Lab 04: Type Checker

Parsing concludes the syntactical analysis of Amy programs. Having successfully constructed an abstract syntax tree for an input program, compilers typically run one or multiple phases containing checks of a more semantical nature. Virtually all high-level programming languages enjoy some form of name analysis, whose purpose is to disambiguate symbol references throughout the program. Some languages go further and perform a series of additional checks whose goal is to rule out runtime errors statically (i.e., during compilation, or in other words, without executing the program). While the exact rules for those checks vary from language to language, this part of compilation is typically summarized as “type checking”. Amy, being a statically-typed language, requires both name and type analysis.

Prelude: From Nominal to Symbolic Trees

Recall that during parsing we created (abstract syntax) trees of the nominal sort: Names of variables, functions and data types were simply stored as strings. However, two names used in the program could be the same, but not refer to one and the same “thing” at runtime. During name analysis we translate from nominal trees to symbolic ones, to make it clear whether two names refer to one and the same underlying entity. That is, we explicitly replace strings by fresh identifiers which will prevent us from mixing up definitions of the same name, or referring to things that have not been defined. Amy's name analyzer is provided to you as part of this lab's skeleton, but you should read the dedicated name analyzer page to understand how it works.

Introduction to Type Checking

The purpose of this lab is to implement a type checker for Amy. Our type checking rules will prevent certain errors based on the kind or shape of values that the program is manipulating. For instance, we should prevent an integer from being added to a boolean value.

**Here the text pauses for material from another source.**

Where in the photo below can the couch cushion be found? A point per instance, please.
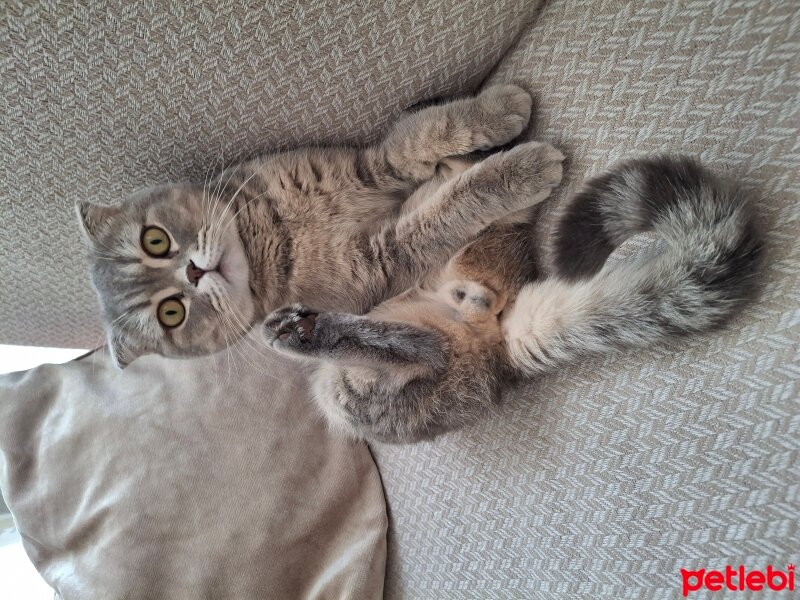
(609, 477)
(206, 478)
(104, 98)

Type checking is the last stage of the compiler frontend. Every program that reaches the end of this stage without an error is correct (as far as the compiler is concerned), and every program that does not is wrong. After type checking we are finally ready to interpret the program or compile it to binary code!

Typing rules for Amy are presented in detail in the Amy specification. Make sure to check correct typing for all expressions and patterns.

Implementation

The current assignment focuses on the file TypeChecker.scala. As usual, the skeleton and helper methods are given to you, and you will have to complete the missing parts. In particular, you will write a compiler phase that checks whether the expressions in a given program are well-typed and report errors otherwise.

To this end you will implement a simplified form of the Hindley-Milner (HM) type-inference algorithm that you'll hear about during the lectures. Note that while not advertised as a feature to users of Amy, behind the scenes we will perform type inference. It is usually straightforward to adapt an algorithm for type inference to type checking, since one can add the user-provided type annotations to the set of constraints. This is what you will do with HM in this lab.

Compared to the presentation of HM type inference in class your type checker can be simplified in another way: Since Amy does not feature higher-order functions or polymorphic data types, types in Amy are always simple in the sense that they are not composed of arbitrary other types. That is, a type is either a base type (one of Int, Bool and String) or it is an ADT, which has a proper name (e.g. List or Option from the standard library). In the latter case, all the types in the constructor of the ADT are immediately known. For instance, the standard library's List is really a list of integers, so we know that the Cons constructor takes an Int and another List.

As a result, your algorithm will never have to deal with complex constraints over type constructors (such as the function arrow A ⇒ B). Instead, your constraints will always be of the form T1 = T2 where T1 and T2 are either simple types or type variables. This is most important during unification, which otherwise would have to deal with complex types separately.

Your task now is to a) complete the genConstraints method which will traverse a given expression and collect all the necessary typing constraints, and b) implement the unification algorithm as solveConstraints.

Familiarize yourself with the Constraint and TypeVariable data structures in TypeChecker.scala and then start by implementing genConstraints. The structure of this method will in many cases be analogous to the AST traversal you wrote for the name analyzer. Note that genConstraints also takes an expected type. For instance, in case of addition the expected type of both operands should be Int. For other constructs, such as pattern matches it is not inherently clear what should be the type of each case body. In this case you can create and pass a fresh type variable.

Once you have a working implementation of both genConstraints and solveConstraints you can copy over your previous work on the interpreter and run the programs produced by your frontend! Don't forget that to debug your compiler's behavior you can also use the reference compiler with the --interpret flag and then compare the output.

Skeleton

As usual, you can find the skeleton for this lab in a new branch of your group's repository. After merging it with your existing work, the structure of your project src directory should be as follows:

src/amyc
 ├── Main.scala                (updated)
 │
 ├── analyzer                  (new)
 │    ├── SymbolTable.scala
 │    ├── NameAnalyzer.scala
 │    └── TypeChecker.scala
 │
 ├── ast
 │    ├── Identifier.scala
 │    ├── Printer.scala
 │    └── TreeModule.scala
 │
 ├── interpreter
 │    └── Interpreter.scala
 │
 ├── lib
 │    ├── scallion_2.12-0.5.jar
 │    └── silex_2.12-0.5.jar
 │
 ├── parsing
 │    ├── Parser.scala
 │    ├── Lexer.scala
 │    └── Tokens.scala
 │
 └── utils
      ├── AmycFatalError.scala
      ├── Context.scala
      ├── Document.scala
      ├── Pipeline.scala
      ├── Position.scala
      ├── Reporter.scala
      └── UniqueCounter.scala

Deliverables

You have three weeks to complete this assignment.

Deadline: Wednesday, November 11th, 23:00